Hence the decision to introduce Puppet and move from being able to report on compliance to being able to enforce compliance. But the team was not going to be able to stand up all-new infrastructure built the "right way" to make the rollout easy.
"We have 7,000-odd hosts with 6,999 different configurations across those hosts because that's what the business needed when they were built. So we were coming into that very much brownfields," Kroenert said.
"We had to deal with what we had as step one, which is kind of making it the hardest way possible, but that's where we were," he added.
Compounding the difficulty was the organisation not having a central list of all its boxes, and needing to install Puppet masters in different security zones. But once the full extent of the systems was discovered, and the agent was pushed out, the next step was tackling low-hanging fruit like NTP or SSHD configurations across the 7,000 servers spread between physical and virtual hardware.
Given the numbers involved, there was guaranteed to be some sort of breakage.
"When we're moving at speed, we have to be prepared that every now and then we're going to clip a gutter. And we did here and there, and there were cases where we'd say, 'Alright, well, we've just pushed this out. It looked great. We did a heap of testing. We tested in all of our little canary environments, and it looked great'," Kroenert said.
"But the reality is once you then hit 5,500 boxes that have all been built differently, some things might break and we had [management's] backing to say: 'Look, we're really sorry about that.
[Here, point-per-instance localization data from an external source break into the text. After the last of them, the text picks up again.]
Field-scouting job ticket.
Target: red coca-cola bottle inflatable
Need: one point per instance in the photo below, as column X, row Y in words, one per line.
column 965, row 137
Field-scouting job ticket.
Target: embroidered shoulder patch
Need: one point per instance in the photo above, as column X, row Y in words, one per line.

We've pushed it to 5,500 nodes. We broke four, but look at the step forward that we're taking'."
"As long as we knew that we'd done it and we can put it back -- if we broke it with Puppet, we can fix it with Puppet," Adamson added. "We were okay."
The deployment was not without pushback, as teams had to come around to the idea of the automation play, and Puppet was often the whipping boy due to ANZ's environment having Puppet log into syslog. Therefore, before an error typically occurs in a log, there is likely to be a Puppet entry above it.
"I think my favorite was that the last log message was Puppet, but it was two weeks earlier," Adamson said.
Kroenert detailed how operations people would attempt to turn off Puppet, nooping the service, or deleting ruby or other binaries to stop it running in vain attempts to fix the issue they were trying to deal with.
"In truth, 99.9 percent -- and it is possibly higher than that -- was not Puppet at all," Kroenert said. "But it gave other parts of the organisation space to manoeuvre to say, 'Oh no, it's not us'."
The bank knew it had reached its goal when it was able to present a one-source-of-truth dashboard to its internal audit team that details the compliance of each host.
"Our internal audit guys are able to look at that as a portal and they can say: 'Hey, we need to transition this application set'. They look at the hosts. They say: 'Hey, they're all green, that looks great'. They're happy to push it straight through," Kroenert said.
"There is no discussion. There is no concern. There is no proving anything, because they've already looked in all of the code that underpins this. They know that if we say it's compliant, it's actually already compliant."
"So for us, that's removed a tremendous number of man hours -- I would say literally thousands of man hours a year of that very discussion having to happen. So for us, that is a tremendous win coming out of the compliance side."
Across its move to Puppet, and controlling over 6,000 nodes from a single master, the pair recommend getting the orchestration master onto physical hardware with plenty of CPU physical cores and a ton of memory.
"Lots of CPU, and real CPU -- not VM CPUs, not threads, not hyper-threaded threads," Kroenert explained. "Java, when you're dealing in hyper-threaded environments, punches each other's cache in the face all the time."
"Make sure Java has got enough memory. We scaled it up and up and up and up, I think now we're running somewhere around 64 and 96GB," said Kroenert.